Später, in der noch dunkleren Vorstadt, herzliche Begrüßung durch die noch unbekannten Gastgeber, ein Mann im mittleren Alter mit sehr kurzen Haaren, eine zierliche, noch junge Frau, mit schalkhaften, sprechenden Augen. Es war weit nach Mitternacht. Sie hatten geduldig gewartet. Und dennoch ein übervoller Tisch, danach, in einem Zimmer mit skurrilen Möbeln aus verschiedenen Jahrzehnten, ein bodenloser Schlaf. - Am nächsten Morgen, beim Frühstück, erkennen der Einfachheit der Wohnung. Beim Blick hinaus aus dem Küchenfenster in den Hof, der einem Altwarenhändler als Abstellort zu dienen schien, ein Erschrecken über die Schiefheit der Garage aus schon angemorschtem Holz. Gestern nacht noch war er dringend gebeten worden, hier sein Auto einzustellen. Er sagte jedoch nichts. Der Gastgeber, ein hochgestellter Mitarbeiter eines Ministers, war an seine Seite getreten, gleichfalls mit Blick auf das Gerümpel aus Holz, Eisen, Steinen, gebrauchten Ziegeln, Autowrackteilen und alten Gummireifen. Mit verhaltener Stimme bemerkte er, die Sprache der Gäste beherrschte er gut, daß P. vor großen Reformen, vor wichtigen Umwälzungen stünde. Zur Zeit herrschten noch große Probleme bei der Versorgung der Menschen mit wichtigen Gütern. Aber in seinem Amt, dem Planungsministerium, seien schon die Pläne fertig, um endlich die Bedürfnisse aller in diesem Lande zu befriedigen. Trotz einer großen Gestik seiner Hände strahlte seine Stimme keine Zuversicht aus. Der Gast horchte auf, an die Erlebnisse seines letzten Besuches erinnert. Er nickte zu den Worten, schaute aber dem Gastgeber dabei nicht ins Gesicht. Er fühlte die Gewalt der Grenze zwischen enttäuschten Hoffnungen, Wünschen und Wirklichkeiten. Weil es ihm unangenehm war, in die Armut, in das Chaos dieses Hofes sehen zu müssen, trat er vom Fenster zurück. Die Frau mit den leuchtenden Augen wickelte soeben auf dem Küchentisch ihr Kind. Daneben stand ein zufälliger Besuch, ein Mädchen aus der Nachbarschaft, und scherzte mit dem Baby. Es gab freudige Quieklaute des Wohlbehagens von sich. Zwei Welten, dachte der Gast, und ihm fiel dazu noch das Wort 'Weltgrenze' ein; nichts ist naturgemäß, nichts, denn das Wirkliche ist immer anders, ganz anders, fügte er für sich hinzu.

Nach dem Frühstück Aufbruch im dichten Nebel zur Besichtigung der Hauptstadt.
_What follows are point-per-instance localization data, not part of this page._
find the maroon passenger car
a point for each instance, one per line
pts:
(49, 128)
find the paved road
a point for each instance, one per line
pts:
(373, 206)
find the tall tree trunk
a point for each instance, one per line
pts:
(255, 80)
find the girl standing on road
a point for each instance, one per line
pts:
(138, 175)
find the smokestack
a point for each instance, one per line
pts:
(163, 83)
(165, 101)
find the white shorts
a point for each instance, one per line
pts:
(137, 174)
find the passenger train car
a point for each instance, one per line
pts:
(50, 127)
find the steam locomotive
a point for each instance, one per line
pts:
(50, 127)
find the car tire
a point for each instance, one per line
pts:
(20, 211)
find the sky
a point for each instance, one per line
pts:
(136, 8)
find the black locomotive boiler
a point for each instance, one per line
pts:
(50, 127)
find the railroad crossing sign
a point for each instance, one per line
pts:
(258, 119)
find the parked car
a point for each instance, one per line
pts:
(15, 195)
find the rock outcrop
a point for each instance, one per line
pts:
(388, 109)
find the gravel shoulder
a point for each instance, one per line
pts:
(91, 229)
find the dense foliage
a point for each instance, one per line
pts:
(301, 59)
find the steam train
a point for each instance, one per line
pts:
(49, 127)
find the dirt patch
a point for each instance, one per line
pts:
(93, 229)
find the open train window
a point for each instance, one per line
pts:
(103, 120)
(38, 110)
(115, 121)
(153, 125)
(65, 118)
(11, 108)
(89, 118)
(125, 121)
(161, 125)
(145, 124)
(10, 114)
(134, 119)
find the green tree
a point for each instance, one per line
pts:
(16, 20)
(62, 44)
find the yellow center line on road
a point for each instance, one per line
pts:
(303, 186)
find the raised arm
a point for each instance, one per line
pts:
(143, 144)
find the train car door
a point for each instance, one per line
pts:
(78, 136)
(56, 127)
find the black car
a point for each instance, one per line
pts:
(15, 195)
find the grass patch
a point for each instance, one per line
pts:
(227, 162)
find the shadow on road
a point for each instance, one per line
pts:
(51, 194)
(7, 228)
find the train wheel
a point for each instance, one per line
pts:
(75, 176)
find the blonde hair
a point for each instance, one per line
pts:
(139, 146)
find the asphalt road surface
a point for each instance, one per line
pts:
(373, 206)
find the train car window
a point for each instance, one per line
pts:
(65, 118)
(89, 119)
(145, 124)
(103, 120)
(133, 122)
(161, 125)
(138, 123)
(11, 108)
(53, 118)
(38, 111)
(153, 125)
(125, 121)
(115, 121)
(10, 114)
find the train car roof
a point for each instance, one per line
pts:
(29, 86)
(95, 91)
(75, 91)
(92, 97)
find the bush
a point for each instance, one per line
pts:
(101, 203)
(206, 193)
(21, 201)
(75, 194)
Beim Hinaustreten in den grauen Februarmorgen entdeckt der Gast die Schäbigkeit des Hauses, einer Villa aus den fünfziger Jahren. In der Nacht, bei der Ankunft, war dies so nicht zu sehen gewesen. Anscheinend erhaschte der Gastgeber den überraschten Blick des Neuankömmlings, denn er beteuerte sogleich, daß das Haus längst renoviert wäre, aber sein Bruder, der mit seiner Familie im ersten Stock wohne, mache solche Schwierigkeiten. Ja, und die nötigen Baumaterialien seien seit Monaten nicht zu bekommen. Der Besucher wußte, daß sein Gastgeber eigentlich 'seit Jahren' gemeint hatte. Und nach einer Pause erläuterte er näher, verlegen, daß er mit dem Bruder zerstritten sei. Der Gast schwieg beschämt.

Die zwei folgenden Tage waren ausgefüllt mit Besichtigungen der Sehenswürdigkeiten dieser ihm noch immer fremden Stadt. Bei der Vorbeifahrt am 'Palast für Kultur und Wissenschaft' fiel dem Reisenden wieder das Wort eines von der ersten Reise bekannten Professors ein, daß diese Stadt nur eine 'Provinzstadt' einer hier allgegenwärtigen Großmacht sei. Dieser monumentale Bau war, nach dem großen Befreiungskrieg, das 'Freiheitsgeschenk' des zweiten mörderischen Diktators dieses Jahrhunderts an das Volk der P., ein 'Danaergeschenk', grübelte der Besucher vor sich hin, als er den gewaltigen Turm, ein drohendes Phallussymbol, sich im innersten Herzen der Stadt in einen blaß-grauen Februarhimmel erstrecken sah. Ein Mal des Dauerterrors im Alltag, im Leben dieser Stadt, Zeichen der grenzenlosen Schamlosigkeit der Macht, dachte er bei sich.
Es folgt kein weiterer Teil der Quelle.